Detailed Description
PRIMARY OBJECTIVES: I. Evaluate the effect of the intervention, as compared to the control group, on emotional distress, the primary outcome, measured as anxiety in patients with multiple myeloma and their caregivers at the transition. II. Evaluate the effect, including the effect size, of the intervention, as compared to the control group, on activation for self-management, fatigue, depression, and health-related quality of life (HRQOL) in both patients and caregivers. III. Assess the feasibility, acceptability, and content integrity of the intervention in patients with multiple myeloma and their family caregivers. OUTLINE: Participants are randomized to 1 of 2 arms. ARM I: Participants meet with a nurse in-person for approximately 30 minutes to receive information about strategies for cognitive self-management of distress and an individualized walking prescription to gradually increase their walking to 30 minutes per day, 5 times per week. Participants wear a pedometer for at least 3 consecutive days during weeks 1, 6, and 12. Participants are also contacted by the nurse via telephone at 1 and 3 weeks for supplemental counseling support. ARM II: Participants meet with a nurse in-person for approximately 20 minutes to receive National Cancer Institute (NCI) educational booklets and a link to the American Cancer Society (ACS) website. Participants are also contacted by the nurse via telephone at 1 and 3 weeks but the calls are primarily social in nature and do not include counseling support.
Investigators
Eligibility Criteria
Inclusion Criteria
- •PATIENTS: Within 12 months of a new diagnosis of multiple myeloma or less than or equal to 2 cycles of treatment (all stages, with or without treatment)

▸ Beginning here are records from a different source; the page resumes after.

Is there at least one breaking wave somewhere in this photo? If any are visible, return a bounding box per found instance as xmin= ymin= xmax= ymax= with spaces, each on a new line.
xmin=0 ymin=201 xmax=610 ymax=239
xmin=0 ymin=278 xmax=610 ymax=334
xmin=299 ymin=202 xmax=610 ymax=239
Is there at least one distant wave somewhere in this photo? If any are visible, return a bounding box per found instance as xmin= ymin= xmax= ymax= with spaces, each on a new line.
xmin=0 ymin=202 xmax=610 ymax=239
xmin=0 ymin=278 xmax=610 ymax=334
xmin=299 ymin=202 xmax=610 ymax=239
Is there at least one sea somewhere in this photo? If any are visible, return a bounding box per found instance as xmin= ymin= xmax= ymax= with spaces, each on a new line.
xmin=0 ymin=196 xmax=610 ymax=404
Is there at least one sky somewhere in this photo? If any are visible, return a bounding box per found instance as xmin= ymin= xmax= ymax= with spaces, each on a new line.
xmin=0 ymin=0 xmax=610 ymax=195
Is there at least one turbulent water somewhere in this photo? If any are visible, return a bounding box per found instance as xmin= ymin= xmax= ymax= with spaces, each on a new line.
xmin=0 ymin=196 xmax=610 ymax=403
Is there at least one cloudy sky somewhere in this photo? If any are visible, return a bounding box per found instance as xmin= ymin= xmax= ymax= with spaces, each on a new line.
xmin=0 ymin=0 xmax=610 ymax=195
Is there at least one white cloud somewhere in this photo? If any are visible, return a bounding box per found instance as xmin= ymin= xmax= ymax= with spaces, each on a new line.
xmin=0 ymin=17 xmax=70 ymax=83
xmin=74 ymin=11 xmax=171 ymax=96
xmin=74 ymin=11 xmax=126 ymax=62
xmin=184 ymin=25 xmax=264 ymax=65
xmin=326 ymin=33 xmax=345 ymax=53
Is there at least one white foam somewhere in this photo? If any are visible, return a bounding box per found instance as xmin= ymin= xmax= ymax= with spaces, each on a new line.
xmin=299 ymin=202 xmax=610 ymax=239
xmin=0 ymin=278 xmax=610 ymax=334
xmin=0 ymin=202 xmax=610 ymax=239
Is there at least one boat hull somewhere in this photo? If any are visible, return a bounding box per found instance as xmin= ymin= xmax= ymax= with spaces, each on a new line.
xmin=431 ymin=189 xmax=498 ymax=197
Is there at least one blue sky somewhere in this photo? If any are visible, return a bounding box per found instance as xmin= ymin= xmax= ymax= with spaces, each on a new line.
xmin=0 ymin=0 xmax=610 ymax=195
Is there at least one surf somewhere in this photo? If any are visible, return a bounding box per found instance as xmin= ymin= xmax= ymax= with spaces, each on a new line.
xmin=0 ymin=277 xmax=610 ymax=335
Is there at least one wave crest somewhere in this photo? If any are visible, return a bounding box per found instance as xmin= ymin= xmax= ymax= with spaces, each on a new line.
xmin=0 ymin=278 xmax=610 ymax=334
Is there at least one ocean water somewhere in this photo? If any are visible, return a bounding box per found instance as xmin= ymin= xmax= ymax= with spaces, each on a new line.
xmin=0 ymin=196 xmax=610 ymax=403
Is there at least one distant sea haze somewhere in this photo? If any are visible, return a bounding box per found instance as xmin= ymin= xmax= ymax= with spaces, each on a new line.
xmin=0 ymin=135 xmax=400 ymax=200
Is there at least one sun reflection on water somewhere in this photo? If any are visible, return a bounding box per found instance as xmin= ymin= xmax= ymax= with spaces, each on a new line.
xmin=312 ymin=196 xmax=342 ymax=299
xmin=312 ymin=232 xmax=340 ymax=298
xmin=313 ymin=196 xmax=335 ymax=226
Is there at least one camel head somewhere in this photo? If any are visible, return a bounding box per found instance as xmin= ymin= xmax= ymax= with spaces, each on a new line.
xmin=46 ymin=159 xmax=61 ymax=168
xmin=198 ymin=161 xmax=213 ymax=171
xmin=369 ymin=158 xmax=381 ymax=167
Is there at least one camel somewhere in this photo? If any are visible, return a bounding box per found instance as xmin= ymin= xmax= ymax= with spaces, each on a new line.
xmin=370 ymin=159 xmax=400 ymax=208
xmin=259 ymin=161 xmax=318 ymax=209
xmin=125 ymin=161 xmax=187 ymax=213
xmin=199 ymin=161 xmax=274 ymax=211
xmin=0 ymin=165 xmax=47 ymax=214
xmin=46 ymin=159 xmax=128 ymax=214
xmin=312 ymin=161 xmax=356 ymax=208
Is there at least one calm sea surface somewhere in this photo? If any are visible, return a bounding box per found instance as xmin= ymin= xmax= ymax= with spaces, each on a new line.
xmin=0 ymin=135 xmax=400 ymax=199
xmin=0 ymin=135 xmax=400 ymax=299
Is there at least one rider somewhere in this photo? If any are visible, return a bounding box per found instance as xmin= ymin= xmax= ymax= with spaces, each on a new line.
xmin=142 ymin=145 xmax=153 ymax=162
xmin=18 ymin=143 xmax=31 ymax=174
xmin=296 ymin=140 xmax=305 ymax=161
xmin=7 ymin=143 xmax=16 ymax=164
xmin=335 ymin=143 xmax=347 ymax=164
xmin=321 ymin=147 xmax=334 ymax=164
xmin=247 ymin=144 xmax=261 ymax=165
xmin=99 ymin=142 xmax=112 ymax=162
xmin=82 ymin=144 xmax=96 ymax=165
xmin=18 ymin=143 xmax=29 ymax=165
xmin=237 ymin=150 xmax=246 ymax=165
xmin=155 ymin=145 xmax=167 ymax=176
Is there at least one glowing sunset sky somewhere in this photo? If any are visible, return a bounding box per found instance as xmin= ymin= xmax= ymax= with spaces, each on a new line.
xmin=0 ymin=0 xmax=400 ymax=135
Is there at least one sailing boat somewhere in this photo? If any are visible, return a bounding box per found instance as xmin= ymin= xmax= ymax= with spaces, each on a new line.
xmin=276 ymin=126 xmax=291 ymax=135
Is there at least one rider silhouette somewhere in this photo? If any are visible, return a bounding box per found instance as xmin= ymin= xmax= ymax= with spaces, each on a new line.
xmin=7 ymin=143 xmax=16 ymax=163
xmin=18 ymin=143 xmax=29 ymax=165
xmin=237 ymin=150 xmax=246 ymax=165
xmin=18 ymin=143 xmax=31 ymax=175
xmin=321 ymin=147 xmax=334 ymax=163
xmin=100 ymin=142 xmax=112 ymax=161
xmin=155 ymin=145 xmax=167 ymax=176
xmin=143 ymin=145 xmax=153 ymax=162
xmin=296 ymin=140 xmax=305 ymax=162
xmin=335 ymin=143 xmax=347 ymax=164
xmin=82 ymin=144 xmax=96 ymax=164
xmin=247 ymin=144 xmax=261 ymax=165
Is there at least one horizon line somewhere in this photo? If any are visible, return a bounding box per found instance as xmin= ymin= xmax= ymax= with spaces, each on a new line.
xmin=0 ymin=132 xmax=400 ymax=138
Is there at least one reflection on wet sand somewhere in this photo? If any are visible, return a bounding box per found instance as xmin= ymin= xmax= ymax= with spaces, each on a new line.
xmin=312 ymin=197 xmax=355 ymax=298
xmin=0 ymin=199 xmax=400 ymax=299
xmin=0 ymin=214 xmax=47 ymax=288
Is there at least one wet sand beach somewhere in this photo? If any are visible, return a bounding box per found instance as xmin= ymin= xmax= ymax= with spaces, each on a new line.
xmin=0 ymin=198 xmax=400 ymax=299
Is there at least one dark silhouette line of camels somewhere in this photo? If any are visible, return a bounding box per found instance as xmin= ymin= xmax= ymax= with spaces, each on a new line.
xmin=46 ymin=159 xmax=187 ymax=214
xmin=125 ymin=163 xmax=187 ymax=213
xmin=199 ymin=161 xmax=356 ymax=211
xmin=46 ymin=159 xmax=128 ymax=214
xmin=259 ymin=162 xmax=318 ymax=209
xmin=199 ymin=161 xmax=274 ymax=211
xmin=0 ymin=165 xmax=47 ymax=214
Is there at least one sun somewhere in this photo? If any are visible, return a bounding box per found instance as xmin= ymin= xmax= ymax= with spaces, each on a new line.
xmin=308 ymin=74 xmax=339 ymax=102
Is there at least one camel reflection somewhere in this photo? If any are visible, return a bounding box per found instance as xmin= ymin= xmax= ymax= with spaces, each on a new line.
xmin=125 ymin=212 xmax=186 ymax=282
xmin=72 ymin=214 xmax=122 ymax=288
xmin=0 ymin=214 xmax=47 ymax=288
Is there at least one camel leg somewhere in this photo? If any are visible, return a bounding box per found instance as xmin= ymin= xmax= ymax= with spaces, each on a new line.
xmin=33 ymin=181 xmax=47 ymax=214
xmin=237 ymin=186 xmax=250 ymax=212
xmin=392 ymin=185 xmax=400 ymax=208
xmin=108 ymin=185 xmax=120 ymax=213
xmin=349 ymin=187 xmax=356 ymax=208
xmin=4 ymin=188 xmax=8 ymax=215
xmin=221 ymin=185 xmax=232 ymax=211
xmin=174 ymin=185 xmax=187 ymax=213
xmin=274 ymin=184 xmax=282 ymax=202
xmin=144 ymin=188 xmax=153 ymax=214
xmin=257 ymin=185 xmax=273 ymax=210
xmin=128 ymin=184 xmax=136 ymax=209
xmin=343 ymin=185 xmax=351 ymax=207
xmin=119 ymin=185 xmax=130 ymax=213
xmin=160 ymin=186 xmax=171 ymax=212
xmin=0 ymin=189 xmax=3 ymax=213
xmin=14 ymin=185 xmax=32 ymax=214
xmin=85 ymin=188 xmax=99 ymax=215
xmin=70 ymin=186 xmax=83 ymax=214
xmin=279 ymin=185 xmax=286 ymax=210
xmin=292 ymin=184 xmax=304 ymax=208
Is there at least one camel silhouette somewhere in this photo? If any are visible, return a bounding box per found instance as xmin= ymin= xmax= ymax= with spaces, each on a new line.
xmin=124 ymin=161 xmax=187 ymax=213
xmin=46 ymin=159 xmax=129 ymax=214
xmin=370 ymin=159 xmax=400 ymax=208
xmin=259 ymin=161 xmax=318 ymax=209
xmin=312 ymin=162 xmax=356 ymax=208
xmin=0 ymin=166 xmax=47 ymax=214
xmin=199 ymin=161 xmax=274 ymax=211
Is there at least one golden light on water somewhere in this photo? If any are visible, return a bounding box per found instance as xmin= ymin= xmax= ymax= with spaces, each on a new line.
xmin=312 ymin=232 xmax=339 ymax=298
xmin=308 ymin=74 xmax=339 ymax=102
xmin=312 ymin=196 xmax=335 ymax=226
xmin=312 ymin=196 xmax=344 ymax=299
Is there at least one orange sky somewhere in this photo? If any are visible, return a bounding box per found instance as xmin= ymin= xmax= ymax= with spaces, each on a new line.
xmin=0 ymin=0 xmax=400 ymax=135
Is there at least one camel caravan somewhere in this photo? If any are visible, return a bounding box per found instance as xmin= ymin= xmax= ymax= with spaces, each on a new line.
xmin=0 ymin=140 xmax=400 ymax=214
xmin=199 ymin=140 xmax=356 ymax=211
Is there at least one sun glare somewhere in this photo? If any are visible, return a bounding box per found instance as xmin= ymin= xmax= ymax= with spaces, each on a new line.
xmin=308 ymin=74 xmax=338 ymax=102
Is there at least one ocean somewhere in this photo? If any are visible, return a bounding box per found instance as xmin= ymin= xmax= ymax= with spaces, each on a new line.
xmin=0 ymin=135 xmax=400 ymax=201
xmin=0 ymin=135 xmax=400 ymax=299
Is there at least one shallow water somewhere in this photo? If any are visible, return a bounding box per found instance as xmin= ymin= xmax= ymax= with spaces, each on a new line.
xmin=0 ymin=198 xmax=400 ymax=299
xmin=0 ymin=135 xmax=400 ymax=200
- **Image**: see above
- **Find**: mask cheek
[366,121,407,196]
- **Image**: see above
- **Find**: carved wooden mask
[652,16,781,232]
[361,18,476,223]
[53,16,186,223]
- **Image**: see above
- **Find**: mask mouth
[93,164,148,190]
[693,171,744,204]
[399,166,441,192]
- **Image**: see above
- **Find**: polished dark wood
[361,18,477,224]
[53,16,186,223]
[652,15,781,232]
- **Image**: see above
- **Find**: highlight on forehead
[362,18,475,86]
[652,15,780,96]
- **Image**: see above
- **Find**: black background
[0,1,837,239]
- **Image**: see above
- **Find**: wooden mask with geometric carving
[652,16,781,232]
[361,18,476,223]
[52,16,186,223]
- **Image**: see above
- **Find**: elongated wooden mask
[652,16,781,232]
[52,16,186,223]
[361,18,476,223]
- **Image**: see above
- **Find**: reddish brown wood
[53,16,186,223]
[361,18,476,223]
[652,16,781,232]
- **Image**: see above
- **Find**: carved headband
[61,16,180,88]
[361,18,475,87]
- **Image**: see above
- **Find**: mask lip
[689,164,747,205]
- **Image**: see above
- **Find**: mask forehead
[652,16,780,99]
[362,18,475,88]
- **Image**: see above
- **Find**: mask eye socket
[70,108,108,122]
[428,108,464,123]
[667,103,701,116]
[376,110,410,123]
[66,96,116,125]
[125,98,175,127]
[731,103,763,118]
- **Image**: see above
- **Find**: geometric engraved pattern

- •PATIENTS: Eastern Cooperative Oncology Group (ECOG) performance status less than or equal to 2
- •PATIENTS: Ambulatory with or without an assistive device (cane, walker)
- •PATIENTS: Cognitively intact, as evidenced by orientation to person, place, and time
- •PATIENTS: Ability to speak, read, and comprehend English
- •PATIENTS: Has an identified family caregiver who is willing to participate
- •CAREGIVERS: Any family member, who is identified by the patient as his/her caregiver
- •CAREGIVERS: ECOG performance status less than or equal to 2
- •CAREGIVERS: Ambulatory with or without an assistive device (cane, walker)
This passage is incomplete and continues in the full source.